Mutual fund investing is not about clever tricks or perfect timing. It’s about picking the right fund house, matching schemes to your goals, and staying invested long enough for compounding to do its work. DSP Mutual Fund—earlier known as DSP BlackRock Mutual Fund—has earned a solid reputation in India for disciplined investing, strong research, and consistency across market cycles.
If you want a clear, professional guide on how to invest in DSP Mutual Fund, this article walks you through the process step by step, without any confusion.
A Quick Look at DSP Mutual Fund

DSP Mutual Fund is one of India’s established asset management companies. It offers a wide range of schemes across equity, debt, hybrid, index, and thematic categories. The fund house is known for its focus on risk management, long-term investing, and data-driven fund selection rather than chasing short-term trends.
DSP is often preferred by investors who value stability, transparency, and process-driven investing.
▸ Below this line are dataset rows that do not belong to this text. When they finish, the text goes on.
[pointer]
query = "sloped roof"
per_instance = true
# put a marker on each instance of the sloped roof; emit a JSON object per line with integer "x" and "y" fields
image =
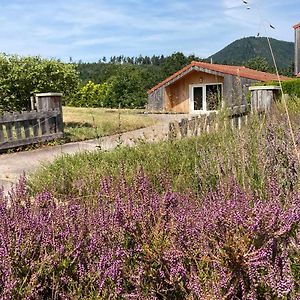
{"x": 296, "y": 26}
{"x": 240, "y": 71}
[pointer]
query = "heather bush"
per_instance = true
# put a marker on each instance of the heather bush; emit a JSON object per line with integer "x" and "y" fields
{"x": 262, "y": 149}
{"x": 145, "y": 241}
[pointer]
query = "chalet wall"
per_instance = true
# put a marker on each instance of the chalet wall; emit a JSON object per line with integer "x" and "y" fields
{"x": 175, "y": 97}
{"x": 235, "y": 90}
{"x": 177, "y": 94}
{"x": 297, "y": 50}
{"x": 156, "y": 100}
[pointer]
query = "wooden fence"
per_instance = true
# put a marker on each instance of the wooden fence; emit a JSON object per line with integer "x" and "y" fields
{"x": 29, "y": 127}
{"x": 234, "y": 117}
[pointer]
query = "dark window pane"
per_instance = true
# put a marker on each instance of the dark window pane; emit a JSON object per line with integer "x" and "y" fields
{"x": 198, "y": 98}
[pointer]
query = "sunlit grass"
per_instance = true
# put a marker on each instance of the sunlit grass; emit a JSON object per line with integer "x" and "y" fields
{"x": 89, "y": 123}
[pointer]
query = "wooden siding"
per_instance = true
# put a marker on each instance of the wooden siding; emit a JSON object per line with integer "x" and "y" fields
{"x": 177, "y": 94}
{"x": 156, "y": 100}
{"x": 28, "y": 127}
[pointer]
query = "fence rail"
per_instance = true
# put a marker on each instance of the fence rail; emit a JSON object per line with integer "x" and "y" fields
{"x": 235, "y": 117}
{"x": 29, "y": 127}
Step 1: Define Your Investment Goal Clearly
Before choosing any DSP scheme, be clear about why you are investing. This single step decides almost everything that follows.
Ask yourself:
- Is this investment for wealth creation?
- Do I need money after 3 years, 5 years, or 10+ years?
- Am I comfortable with short-term ups and downs?
- Do I want tax savings?
Common goals include retirement planning, child education, buying a house, or simply growing surplus savings. Your goal and time horizon decide the category of fund you should choose.
Step 2: Understand the Types of DSP Mutual Funds
DSP Mutual Fund offers schemes across all major categories. Knowing the difference helps you avoid wrong choices.
Equity Funds – These invest mainly in shares of companies. Returns can be attractive over the long term, but prices fluctuate in the short run. Suitable for long-term goals and investors who can handle volatility.
Debt Funds – These invest in bonds, treasury bills, and other fixed-income instruments. They are relatively stable and ideal for short-term goals or conservative investors.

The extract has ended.